Given his desire for privacy in the later decades of his life, he was both stranger and more interesting than one could ever have known. This is the first of two volumes of a major American biography. This volume is about Robert A. Heinlein's life up to the end of the 1940s and the mid-life crisis that changed him forever.
622 pages, Hardcover
First published August 17, 2010
The beginnings of Heinlein's career are interesting, of course, and yet so, too, are the details of the boy's relentless self-education, the youth's career in the Navy before being invalided out due to tuberculosis, and--though, at least for myself, to a lesser extent--his early Leftist political activity. Patterson reveals Heinlein's 1929 marriage to Eleanor Curry, a year-long union that was lost to history until the twenty-first century, but it is the story of his 1932-1947 marriage to Leslyn MacDonald that is particularly eye-opening. Heinlein's second marriage--which for decades was called his first--is something about which most fans knew only vaguely, as his marriage to Virginia Gerstenfeld from 1948 onward always loomed largest. Robert and Leslyn were, however, married for fifteen years, and it is quite touching to see, not just from Patterson's evaluation but also even from Robert's letters to Ginny after the breakup, how truly devoted they were for so long. It is interesting as well--though not surprising, perhaps, to anyone who has read Heinlein's fiction from the 1960s onward--to learn that Robert and Leslyn occasionally visited nudist resorts, and that his first two marriages were open, or "swinging," relationships. Most likely Heinlein was a fairly private person in any event, but such details help explain his drive to bury so thoroughly the history of his life with Leslyn. These were things that a children's author of the late 1940s and 1950s simply could not afford to have noised about.

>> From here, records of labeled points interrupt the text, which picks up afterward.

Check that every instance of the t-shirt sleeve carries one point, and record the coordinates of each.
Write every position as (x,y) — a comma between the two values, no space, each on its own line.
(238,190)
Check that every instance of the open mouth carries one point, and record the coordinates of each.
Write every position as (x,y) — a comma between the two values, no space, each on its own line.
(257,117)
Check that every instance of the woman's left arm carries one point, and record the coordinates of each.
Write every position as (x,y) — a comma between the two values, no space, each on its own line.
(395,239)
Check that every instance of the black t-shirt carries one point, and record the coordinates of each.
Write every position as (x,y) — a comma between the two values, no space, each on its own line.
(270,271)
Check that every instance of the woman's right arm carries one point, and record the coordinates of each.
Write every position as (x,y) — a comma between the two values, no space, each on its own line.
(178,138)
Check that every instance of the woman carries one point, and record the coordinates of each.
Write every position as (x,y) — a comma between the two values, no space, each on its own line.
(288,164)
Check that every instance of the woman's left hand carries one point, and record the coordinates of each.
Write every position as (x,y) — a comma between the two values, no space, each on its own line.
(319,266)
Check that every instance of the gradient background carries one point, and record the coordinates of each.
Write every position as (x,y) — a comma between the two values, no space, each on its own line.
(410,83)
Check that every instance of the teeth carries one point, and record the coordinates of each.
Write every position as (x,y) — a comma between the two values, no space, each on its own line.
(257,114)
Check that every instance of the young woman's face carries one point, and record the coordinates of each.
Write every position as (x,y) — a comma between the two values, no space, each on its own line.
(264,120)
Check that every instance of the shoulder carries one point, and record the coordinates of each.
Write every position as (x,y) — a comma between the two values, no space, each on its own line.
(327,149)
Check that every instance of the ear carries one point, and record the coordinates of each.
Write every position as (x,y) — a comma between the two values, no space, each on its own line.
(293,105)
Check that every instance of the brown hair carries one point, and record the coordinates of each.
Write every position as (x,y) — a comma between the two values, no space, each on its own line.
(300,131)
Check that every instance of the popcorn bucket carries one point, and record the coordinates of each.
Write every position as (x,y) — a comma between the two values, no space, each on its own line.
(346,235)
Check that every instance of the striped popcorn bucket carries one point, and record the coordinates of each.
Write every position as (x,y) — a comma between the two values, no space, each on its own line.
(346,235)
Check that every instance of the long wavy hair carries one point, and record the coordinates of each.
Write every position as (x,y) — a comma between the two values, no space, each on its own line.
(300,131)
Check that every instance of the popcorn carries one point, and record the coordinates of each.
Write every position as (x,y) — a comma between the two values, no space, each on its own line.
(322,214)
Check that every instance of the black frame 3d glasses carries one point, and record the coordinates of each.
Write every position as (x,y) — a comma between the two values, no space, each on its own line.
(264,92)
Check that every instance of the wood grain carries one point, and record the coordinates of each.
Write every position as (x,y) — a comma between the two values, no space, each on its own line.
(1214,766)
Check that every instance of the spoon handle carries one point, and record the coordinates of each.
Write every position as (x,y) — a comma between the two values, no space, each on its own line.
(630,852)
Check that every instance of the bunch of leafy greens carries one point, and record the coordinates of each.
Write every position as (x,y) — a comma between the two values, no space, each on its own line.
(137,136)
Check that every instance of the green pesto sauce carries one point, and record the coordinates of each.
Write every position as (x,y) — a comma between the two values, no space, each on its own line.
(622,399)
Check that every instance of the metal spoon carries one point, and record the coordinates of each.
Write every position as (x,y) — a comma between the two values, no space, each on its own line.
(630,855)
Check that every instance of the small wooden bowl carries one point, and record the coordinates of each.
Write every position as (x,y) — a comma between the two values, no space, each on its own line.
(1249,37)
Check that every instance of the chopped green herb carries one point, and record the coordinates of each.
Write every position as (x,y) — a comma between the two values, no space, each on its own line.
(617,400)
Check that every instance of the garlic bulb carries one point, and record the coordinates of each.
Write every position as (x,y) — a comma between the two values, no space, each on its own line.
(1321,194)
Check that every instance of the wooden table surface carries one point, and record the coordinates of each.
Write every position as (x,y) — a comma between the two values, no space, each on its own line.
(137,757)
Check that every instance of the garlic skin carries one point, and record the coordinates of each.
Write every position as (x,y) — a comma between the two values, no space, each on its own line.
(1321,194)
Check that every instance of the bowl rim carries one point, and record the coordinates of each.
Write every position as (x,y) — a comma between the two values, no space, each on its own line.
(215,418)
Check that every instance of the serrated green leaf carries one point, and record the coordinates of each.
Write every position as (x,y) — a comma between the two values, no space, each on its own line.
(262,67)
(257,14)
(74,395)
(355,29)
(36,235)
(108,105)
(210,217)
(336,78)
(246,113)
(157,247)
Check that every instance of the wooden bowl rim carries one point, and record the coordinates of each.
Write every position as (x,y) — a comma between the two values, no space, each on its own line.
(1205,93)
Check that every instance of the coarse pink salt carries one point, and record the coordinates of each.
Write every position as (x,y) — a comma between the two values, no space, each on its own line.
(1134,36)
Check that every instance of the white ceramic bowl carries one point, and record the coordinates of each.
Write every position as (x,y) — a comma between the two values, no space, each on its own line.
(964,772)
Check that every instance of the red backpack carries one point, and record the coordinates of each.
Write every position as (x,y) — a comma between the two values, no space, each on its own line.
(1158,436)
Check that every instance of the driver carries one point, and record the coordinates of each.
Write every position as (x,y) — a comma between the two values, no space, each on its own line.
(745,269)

Patterson's book follows the Heinleins' work as civilian employees for the Naval Air Experimental Station during the Second World War, Robert's momentous move into the "slicks" and the beginning of what was to be a twelve-year association with Scribner's for a series of "juvenile" novels, and Leslyn's decline into alcoholism and the simultaneous growth of the relationship between Robert and Ginny. The ultimate failure of Heinlein's second marriage is surprisingly bittersweet after reading of the long years of such companionship and support, but of course we, the readers of half a century later, knew it was coming. The rise of Heinlein's final love, however, is perhaps even more reassuring, and thus a fine place for this first volume to end.